Six months into President John Dramani Mahama's administration, Ghana's commitment to economic reform has received a significant vote of confidence from global ratings agency Fitch, which recently upgraded the country's Long-Term Foreign-Currency Issuer Default Rating (IDR) from ‘Restricted Default’ to ‘B-’ with a Stable Outlook.
This upgrade shows a clear acknowledgement of the government's decisive fiscal and debt management measures, marking a turning point in Ghana's economic recovery journey.
The Fitch upgrade is primarily attributed to Ghana's successful restructuring of its substantial $13.1 billion Eurobond debt. This strategic move, coupled with ongoing fiscal consolidation efforts and an overall improving macroeconomic outlook, has positioned the nation on a path towards sustainable growth.
The agency specifically highlighted key indicators, including declining inflation, a strengthening cedi, and a resurgence in investor confidence, as concrete evidence of Ghana's economic turnaround.
One of the most significant achievements under President Mahama's leadership has been the dramatic reduction in inflation. After peaking at over 50% in early 2023, inflation has steadily declined, reaching a low of 18.4% as of May 2025 – a level not seen in over three years.
Fitch projects this downward trend to continue, forecasting inflation to reach 15% in 2025 and a more manageable 10% by 2026. This success is largely due to prudent monetary policies and government efforts to stabilise prices.
The Ghanaian cedi has also experienced a significant appreciation since April, positively impacting the economy by easing import costs and stabilising fuel prices. This increased currency strength contributes to a more stable economic environment and alleviates pressure on consumers.

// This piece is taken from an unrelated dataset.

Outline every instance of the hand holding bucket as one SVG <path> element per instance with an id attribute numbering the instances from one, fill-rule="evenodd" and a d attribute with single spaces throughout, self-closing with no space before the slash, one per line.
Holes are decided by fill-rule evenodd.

Furthermore, the Mahama administration has made significant strides in narrowing the fiscal deficit. Through disciplined spending and revenue generation initiatives, debt levels are projected to decline to 60% of GDP in 2025, a substantial improvement from the 93% recorded in 2022.
This fiscal prudence has also contributed to a rise in gross international reserves, which now stand at $6.8 billion. The government's ambitious target of achieving a primary budget surplus by the end of the year further underscores its commitment to fiscal responsibility.
Looking ahead, the Fitch report forecasts a robust real GDP growth of 4% in 2025. This positive outlook is supported by a diversified economic performance, with anticipated recovery in the agricultural sector, expansion in industry, and strong contributions from the services sector. This diversified growth strategy is crucial for building a more resilient and sustainable economy.
The Fitch upgrade is not only a demonstration of the effectiveness of the current economic policies but also sends a strong signal to international investors, indicating improved creditworthiness and reduced risk. This renewed confidence can attract foreign investment, further fueling economic growth and job creation.
While the ‘B-’ rating still indicates speculative grade creditworthiness, the upgrade and Stable Outlook provide a solid foundation for further progress.
Ghana's economic reform journey is far from over, but this achievement marks a significant milestone, demonstrating the potential for sustainable growth and prosperity under President Mahama's leadership.
Continued commitment to prudent fiscal management, diversification of the economy, and attracting foreign investment will be critical to solidifying these gains and ensuring
the realisation of President John Mahama's "Reset Agenda".